In my life with Baba I often try to identify the ways He works with us since we don’t have a set program of meditation or chanting or any clearly defined practice. In hearing and reading the stories of the mandali and talking to other Baba lover’s one pattern that continually emerges is that Baba often employs the technique of exasperation (which ideally leads to some kind of surrender). Through sleep deprivation on Mast tours. Through constantly changing the date of the breaking of His Silence. Through financial stress. Asking Margaret Craske to dance while on the side of a mountain in heavy boots. It can be large or small but it is usually something that one is placing a lot of importance on at the time.
What was important to me in 1995 was Katie Irani’s visit to California. I had made my first visit to India the previous year and one of the stronger connections I made with the mandali was with Katie. In talking with her she mentioned that she would soon be making a trip to Japan but after that she was through traveling. She’d had enough. For some reason I heard that as “I’d like to come to America again.”
When I got back to Los Angeles I found myself as the newly installed Program Walla for the LA Center. I asked the previous program organizers what I should do and they suggested that I have some readings, music programs and a few guest speakers. In my naïveté, and without really consulting anyone, I wrote Katie and asked her to come be a guest speaker at the Center. I was chastised by a few people for not going through the proper channels and so recklessly sending out an invitation but she accepted and with some help (thank you Steve Klein) I began to make the arrangements for her trip. I felt a fair deal of pressure and wanted everything to come off without a hitch.

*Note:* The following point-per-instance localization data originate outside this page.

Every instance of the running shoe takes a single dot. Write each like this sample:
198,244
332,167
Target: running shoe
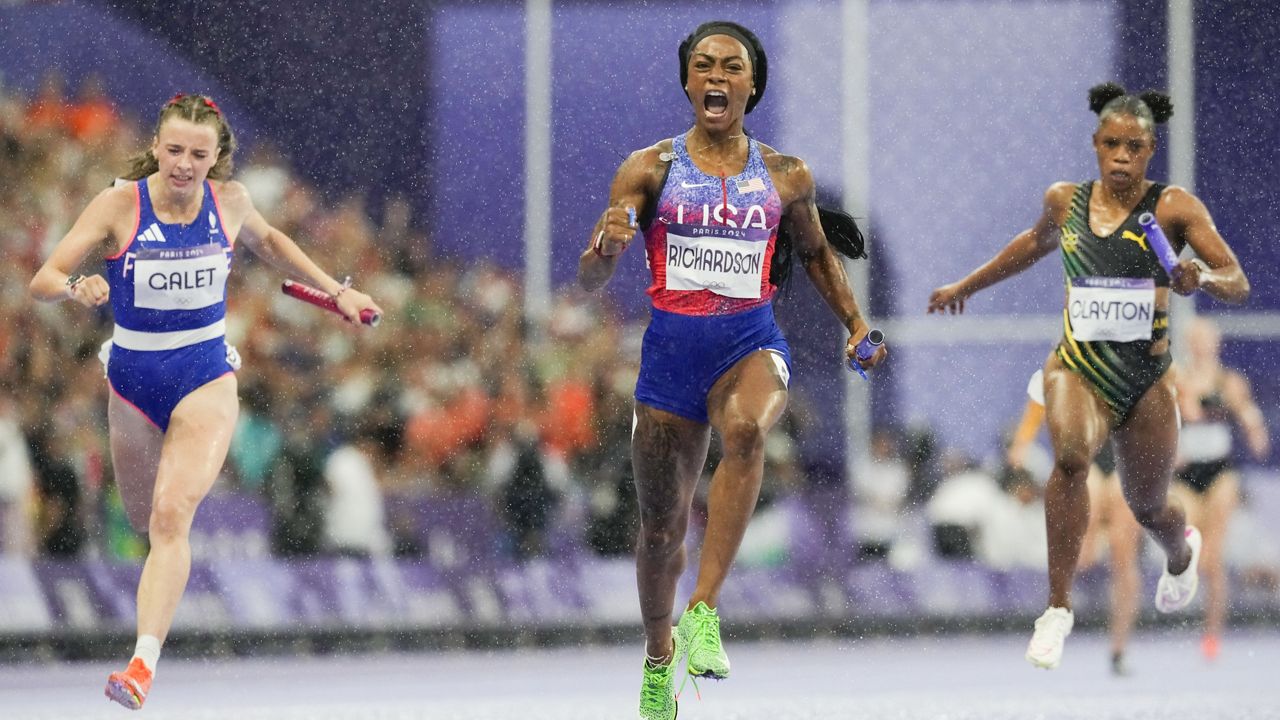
699,630
1051,629
1210,646
1175,592
131,687
658,688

The big day finally came and I was super excited as I headed off to the airport to pick her up. She was met by an attendant with a wheelchair and some of the LA group had brought her flowers so with bouquet in hand she was wheeled through the airport and out to the parking lot and waiting car. I really wanted to do everything “right” with Katie’s visit and in going over the airport details I had been careful to get change to tip the attendant and I slipped him some bills before getting in the car.
When I got in the car Katie and I had the following exchange:
KATIE: Why did you do that?
ME: Why did I do what?
KATIE: Give him money.
ME: It’s a tip. For wheeling you out here.
KATIE: You shouldn’t give him money. It’s clear the airport pays him . . . he has on a uniform. The airport pays him and you shouldn’t give him money.
She went on to say it was ridiculous for me to have parted with my money so easily. I had thought I was being conscientious and had wanted everything to go perfectly so I was stung by the exchange.
A couple of weeks later Katie was scheduled to go to Mexico City to visit with some Baba lovers there. We packed her up and headed to the airport. Jacko Caraco drove and let Katie and I out at the terminal where I had arranged to have a wheelchair waiting to get her to the gate. This was pre-9/11 so I could go all the way through the terminal with her.
We arrived at the waiting area of Katie’s gate and she looked up at me and kind of cocked her head in the direction of her wheelchair attendant . . . as if to point him out. I had no idea what she meant and it must have shown on my face so she did it again. This time, as she pointed with her head to the attendant she also rubbed her fingers against her thumb in the universal symbol for money. I doubt I could have ever read Baba’s gestures but at that point I could read Katie’s and she was indicating to me that I should give the attendant a tip.
I was dumbstruck. After my first experience with Katie at the airport I hadn’t bothered to get change to tip anyone so all I had was a twenty dollar bill which I didn’t really want to part with. Katie was continuing her finger-rubbing and head pointing with such fervor that I was afraid she might get whiplash. An image popped into my head of Katie arriving back in India with a brace on her neck so I stuffed the twenty into the attendant’s hand and he gave me a big smile and shuffled off.
I was just turning to ask Katie what had so radically changed her views on bestowing gratuities when Jacko walked up and Katie began to ask him some questions and kept the conversation away from the subject of tipping until she was called to board her flight. When she returned to Los Angeles from Mexico I was ready with proper change. The attendant wheeled her out to the car. I gave him a tip. Then I got in the car and Katie and I had the following exchange:
KATIE: Why did you do that?
ME: Why did I do what?
KATIE: Why did you give him money? You shouldn’t give him money. It’s clear the
airport pays him . . . he has on a uniform. . . .
I was confused and stammering when she started laughing and patted me on the back and said “don’t worry about it, Goody.” Goody is what she called me.
She had pushed me to that place of exasperation. A fairly humorous exasperation. Was it Baba’s divine hand working through Katie to wear down my ego about doing things “right?” Or did the mandali as a sweet love gift give people a tiny, tiny, tiny taste of the treatment they got from Baba? Or was Katie just a big practical joker? Did I gain or lose sanskara’s from the experience? I guess I won’t really know for sure until I am God Realized which I currently calculate to be approximately the year 142,241,860 A.D.
In the meantime I am always comforted by what I have labeled on the desktop of my computer as “Best Quote Ever!” From Meher Baba: “Try to remember Me, try to please Me, try to do as I wish. That is how you should live in the world; otherwise it is too complicated.” Especially when it comes to tipping.